Hypothesis testing is an important problem with applications in target localization, clinical trials etc. Many active hypothesis testing strategies operate in two phases: an exploration phase and a verification phase. In the exploration phase, selection of experiments is such that a moderate level of confidence on the true hypothesis is achieved. Subsequent experiment design aims at improving the confidence level on this hypothesis to the desired level. In this paper, the focus is on the verification phase. A confidence measure is defined and active hypothesis testing is formulated as a confidence maximization problem in an infinite-horizon average-reward Partially Observable Markov Decision Process (POMDP) setting. The problem of maximizing confidence conditioned on a particular hypothesis is referred to as the hypothesis verification problem. The relationship between hypothesis testing and verification problems is established. The verification problem can be formulated as a Markov Decision Process (MDP). Optimal solutions for the verification MDP are characterized and a simple heuristic adaptive strategy for verification is proposed based on a zero-sum game interpretation of Kullback-Leibler divergences. It is demonstrated through numerical experiments that the heuristic performs better in some scenarios compared to existing methods in literature.

I Introduction

Hypothesis testing is a classical problem and has been addressed in various settings. The problem can be described qualitatively as follows. An agent is interested in a phenomenon, and wants to test if the phenomenon conforms to any one of the hypotheses from a known class. The agent can perform various experiments and based on the observations from these experiments, it needs to infer the true hypothesis. As opposed to the one-shot hypothesis testing problem, an active agent can choose which experiment to perform based on the observations made in the past. The agent seeks to select experiments such that all false hypotheses are eliminated as quickly as possible.

Many active hypothesis testing strategies [1, 2] operate in two phases. The first phase is an exploration phase in which the experiment design is such that a moderate level of confidence is achieved on the true hypothesis. In most cases, this phase terminates in finite time almost surely [3]. The second is a verification phase in which the agent has a moderate level of confidence on some hypothesis and experiments are selected such that confidence on this hypothesis is improved to the desired level. When the desired confidence level is very high, the verification cost dominates the performance.

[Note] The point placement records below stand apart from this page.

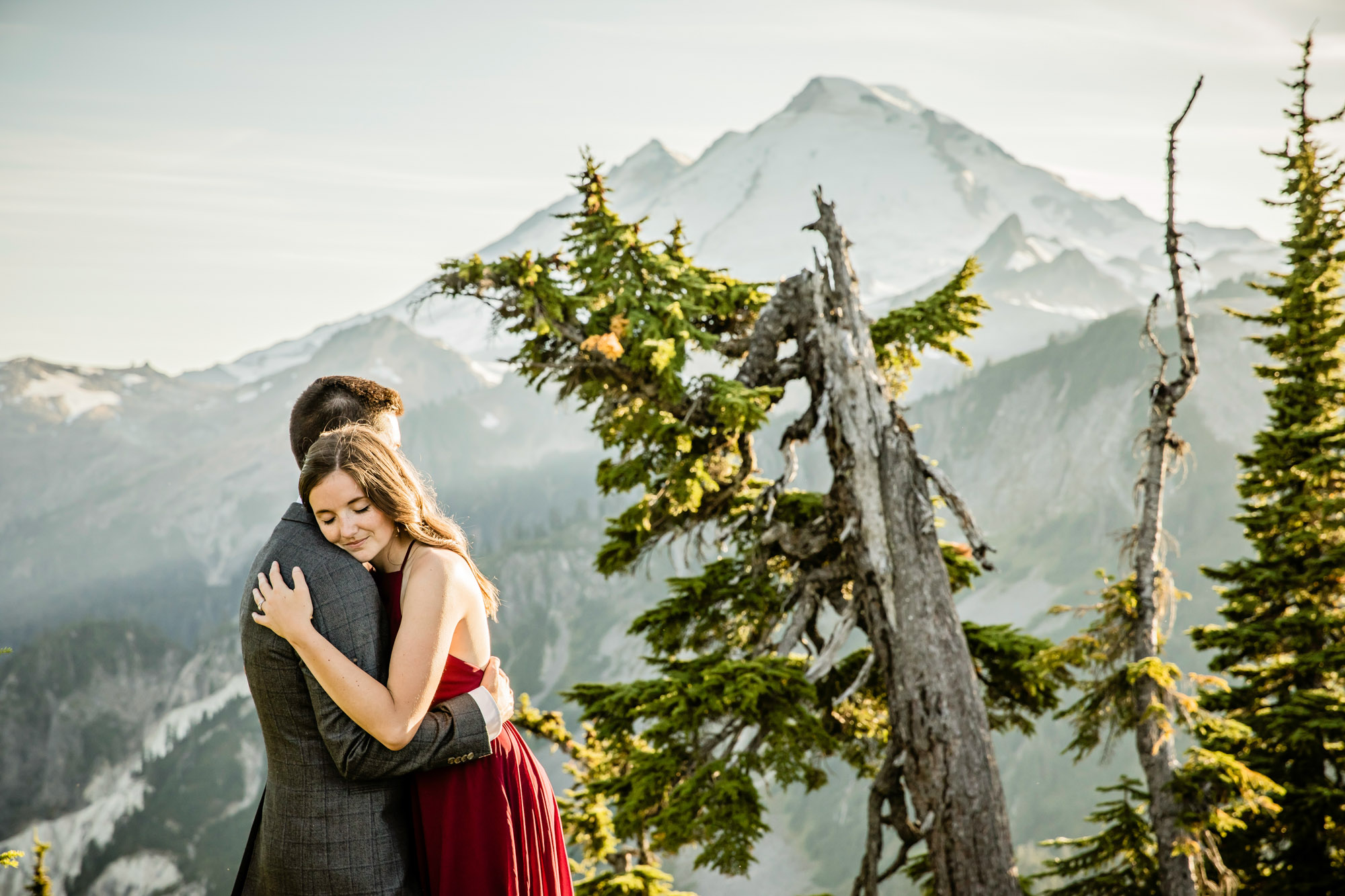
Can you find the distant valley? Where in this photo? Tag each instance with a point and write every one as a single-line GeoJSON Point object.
{"type": "Point", "coordinates": [134, 501]}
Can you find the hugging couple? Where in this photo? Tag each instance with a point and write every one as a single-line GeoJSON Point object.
{"type": "Point", "coordinates": [392, 764]}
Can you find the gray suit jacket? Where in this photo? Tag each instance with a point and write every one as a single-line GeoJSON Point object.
{"type": "Point", "coordinates": [337, 815]}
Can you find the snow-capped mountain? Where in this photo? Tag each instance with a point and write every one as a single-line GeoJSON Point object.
{"type": "Point", "coordinates": [139, 498]}
{"type": "Point", "coordinates": [917, 192]}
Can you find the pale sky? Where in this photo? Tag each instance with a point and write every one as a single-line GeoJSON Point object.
{"type": "Point", "coordinates": [184, 182]}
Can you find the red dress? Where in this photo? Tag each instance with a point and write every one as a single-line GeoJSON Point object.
{"type": "Point", "coordinates": [489, 826]}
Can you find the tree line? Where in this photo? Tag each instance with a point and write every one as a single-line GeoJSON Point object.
{"type": "Point", "coordinates": [754, 673]}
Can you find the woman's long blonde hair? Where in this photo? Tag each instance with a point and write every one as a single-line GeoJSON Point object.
{"type": "Point", "coordinates": [395, 487]}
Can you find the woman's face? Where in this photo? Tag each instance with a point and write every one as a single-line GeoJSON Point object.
{"type": "Point", "coordinates": [348, 518]}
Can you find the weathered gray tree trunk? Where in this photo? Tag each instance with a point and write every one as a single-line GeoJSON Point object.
{"type": "Point", "coordinates": [1179, 870]}
{"type": "Point", "coordinates": [939, 754]}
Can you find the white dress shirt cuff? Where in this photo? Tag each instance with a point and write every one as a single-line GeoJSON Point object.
{"type": "Point", "coordinates": [494, 725]}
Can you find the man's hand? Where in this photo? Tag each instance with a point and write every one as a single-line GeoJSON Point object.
{"type": "Point", "coordinates": [497, 682]}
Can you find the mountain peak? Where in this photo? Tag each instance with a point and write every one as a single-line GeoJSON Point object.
{"type": "Point", "coordinates": [828, 93]}
{"type": "Point", "coordinates": [650, 165]}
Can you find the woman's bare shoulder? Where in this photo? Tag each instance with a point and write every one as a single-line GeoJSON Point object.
{"type": "Point", "coordinates": [443, 565]}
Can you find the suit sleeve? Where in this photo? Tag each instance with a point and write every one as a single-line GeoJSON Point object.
{"type": "Point", "coordinates": [346, 611]}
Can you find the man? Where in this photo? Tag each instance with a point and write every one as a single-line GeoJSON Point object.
{"type": "Point", "coordinates": [336, 817]}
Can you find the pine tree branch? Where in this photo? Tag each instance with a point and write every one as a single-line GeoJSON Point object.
{"type": "Point", "coordinates": [977, 538]}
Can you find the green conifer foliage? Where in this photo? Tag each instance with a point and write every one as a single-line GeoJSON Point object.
{"type": "Point", "coordinates": [41, 883]}
{"type": "Point", "coordinates": [677, 759]}
{"type": "Point", "coordinates": [1284, 638]}
{"type": "Point", "coordinates": [1120, 860]}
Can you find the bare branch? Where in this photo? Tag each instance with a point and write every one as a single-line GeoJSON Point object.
{"type": "Point", "coordinates": [836, 643]}
{"type": "Point", "coordinates": [859, 681]}
{"type": "Point", "coordinates": [977, 538]}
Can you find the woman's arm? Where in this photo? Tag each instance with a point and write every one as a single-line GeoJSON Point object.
{"type": "Point", "coordinates": [431, 611]}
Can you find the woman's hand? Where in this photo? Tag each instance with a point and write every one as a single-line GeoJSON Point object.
{"type": "Point", "coordinates": [286, 611]}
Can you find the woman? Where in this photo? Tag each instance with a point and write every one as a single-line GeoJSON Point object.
{"type": "Point", "coordinates": [486, 827]}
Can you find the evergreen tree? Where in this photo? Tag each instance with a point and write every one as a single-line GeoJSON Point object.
{"type": "Point", "coordinates": [1284, 638]}
{"type": "Point", "coordinates": [747, 685]}
{"type": "Point", "coordinates": [40, 884]}
{"type": "Point", "coordinates": [1174, 846]}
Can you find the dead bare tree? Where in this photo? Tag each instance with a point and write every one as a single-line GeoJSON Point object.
{"type": "Point", "coordinates": [1179, 865]}
{"type": "Point", "coordinates": [938, 779]}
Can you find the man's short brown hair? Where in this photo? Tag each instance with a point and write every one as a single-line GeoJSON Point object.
{"type": "Point", "coordinates": [336, 401]}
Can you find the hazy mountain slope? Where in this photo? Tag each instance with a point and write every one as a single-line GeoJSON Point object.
{"type": "Point", "coordinates": [917, 192]}
{"type": "Point", "coordinates": [139, 498]}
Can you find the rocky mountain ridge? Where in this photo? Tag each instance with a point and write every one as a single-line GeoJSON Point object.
{"type": "Point", "coordinates": [138, 499]}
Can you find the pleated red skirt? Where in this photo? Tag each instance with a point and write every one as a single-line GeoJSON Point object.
{"type": "Point", "coordinates": [489, 826]}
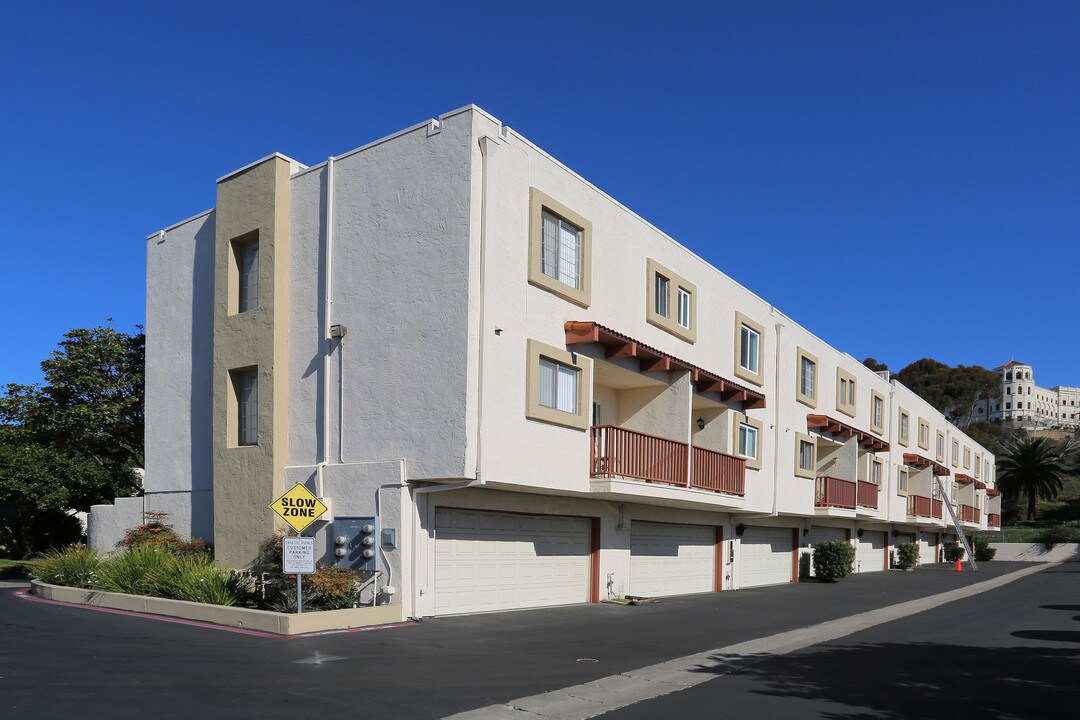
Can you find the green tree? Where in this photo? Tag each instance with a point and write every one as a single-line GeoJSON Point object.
{"type": "Point", "coordinates": [1031, 469]}
{"type": "Point", "coordinates": [75, 439]}
{"type": "Point", "coordinates": [954, 391]}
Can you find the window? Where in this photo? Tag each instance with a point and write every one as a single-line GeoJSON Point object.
{"type": "Point", "coordinates": [877, 411]}
{"type": "Point", "coordinates": [845, 392]}
{"type": "Point", "coordinates": [671, 301]}
{"type": "Point", "coordinates": [244, 273]}
{"type": "Point", "coordinates": [661, 295]}
{"type": "Point", "coordinates": [750, 350]}
{"type": "Point", "coordinates": [556, 383]}
{"type": "Point", "coordinates": [684, 308]}
{"type": "Point", "coordinates": [923, 434]}
{"type": "Point", "coordinates": [806, 456]}
{"type": "Point", "coordinates": [806, 382]}
{"type": "Point", "coordinates": [244, 410]}
{"type": "Point", "coordinates": [747, 440]}
{"type": "Point", "coordinates": [559, 249]}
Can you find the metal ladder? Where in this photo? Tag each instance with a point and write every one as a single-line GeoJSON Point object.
{"type": "Point", "coordinates": [956, 524]}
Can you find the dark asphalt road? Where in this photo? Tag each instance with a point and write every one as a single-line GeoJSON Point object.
{"type": "Point", "coordinates": [58, 662]}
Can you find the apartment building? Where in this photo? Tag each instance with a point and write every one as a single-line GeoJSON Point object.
{"type": "Point", "coordinates": [526, 393]}
{"type": "Point", "coordinates": [1027, 405]}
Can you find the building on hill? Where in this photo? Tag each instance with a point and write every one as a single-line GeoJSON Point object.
{"type": "Point", "coordinates": [526, 393]}
{"type": "Point", "coordinates": [1026, 405]}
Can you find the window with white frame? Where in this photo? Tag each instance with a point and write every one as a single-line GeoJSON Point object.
{"type": "Point", "coordinates": [558, 385]}
{"type": "Point", "coordinates": [684, 308]}
{"type": "Point", "coordinates": [561, 250]}
{"type": "Point", "coordinates": [747, 440]}
{"type": "Point", "coordinates": [806, 456]}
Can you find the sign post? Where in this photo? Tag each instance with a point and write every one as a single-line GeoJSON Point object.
{"type": "Point", "coordinates": [299, 507]}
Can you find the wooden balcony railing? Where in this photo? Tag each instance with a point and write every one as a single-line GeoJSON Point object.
{"type": "Point", "coordinates": [630, 453]}
{"type": "Point", "coordinates": [834, 492]}
{"type": "Point", "coordinates": [617, 451]}
{"type": "Point", "coordinates": [867, 494]}
{"type": "Point", "coordinates": [922, 506]}
{"type": "Point", "coordinates": [717, 472]}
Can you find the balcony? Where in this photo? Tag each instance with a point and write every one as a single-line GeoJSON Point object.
{"type": "Point", "coordinates": [867, 494]}
{"type": "Point", "coordinates": [922, 506]}
{"type": "Point", "coordinates": [834, 492]}
{"type": "Point", "coordinates": [622, 452]}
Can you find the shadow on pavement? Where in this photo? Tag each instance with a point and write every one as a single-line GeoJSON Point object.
{"type": "Point", "coordinates": [895, 682]}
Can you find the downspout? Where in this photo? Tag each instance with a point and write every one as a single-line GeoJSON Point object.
{"type": "Point", "coordinates": [327, 308]}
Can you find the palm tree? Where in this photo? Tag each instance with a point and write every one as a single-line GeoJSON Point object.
{"type": "Point", "coordinates": [1031, 469]}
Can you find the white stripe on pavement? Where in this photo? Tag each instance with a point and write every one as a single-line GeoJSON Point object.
{"type": "Point", "coordinates": [593, 698]}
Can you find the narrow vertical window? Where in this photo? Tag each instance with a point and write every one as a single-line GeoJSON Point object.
{"type": "Point", "coordinates": [684, 308]}
{"type": "Point", "coordinates": [750, 342]}
{"type": "Point", "coordinates": [661, 295]}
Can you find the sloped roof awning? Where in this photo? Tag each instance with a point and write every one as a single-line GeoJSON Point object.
{"type": "Point", "coordinates": [651, 361]}
{"type": "Point", "coordinates": [837, 428]}
{"type": "Point", "coordinates": [919, 461]}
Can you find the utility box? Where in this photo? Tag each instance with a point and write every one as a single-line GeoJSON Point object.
{"type": "Point", "coordinates": [355, 543]}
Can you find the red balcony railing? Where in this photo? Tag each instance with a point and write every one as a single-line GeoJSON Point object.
{"type": "Point", "coordinates": [922, 506]}
{"type": "Point", "coordinates": [630, 453]}
{"type": "Point", "coordinates": [718, 472]}
{"type": "Point", "coordinates": [834, 492]}
{"type": "Point", "coordinates": [867, 494]}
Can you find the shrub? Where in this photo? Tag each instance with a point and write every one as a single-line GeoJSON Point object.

In this paper, we make the notions of exploration and verification more formal and focus on analyzing the verification phase.

Active hypothesis testing finds applications in many areas such as sensor selection for target detection and localization, state tracking, design of clinical trials and learning unknown functions from queries [4]. Consequently, the verification phase plays an important role in all these applications.

We consider a slightly different mathematical formulation for hypothesis testing than previously explored [1, 2]. Using posterior belief on the set of hypotheses, we define a confidence level called Bayesian log-likelihood ratio. The objective is to design an experiment selection strategy that maximizes the expected rate of increase in the confidence level. Our contributions in this paper can be summarized as follows:

We formulate the verification problem as an infinite-horizon average-reward Markov Decision Process (MDP) problem. 2. 2.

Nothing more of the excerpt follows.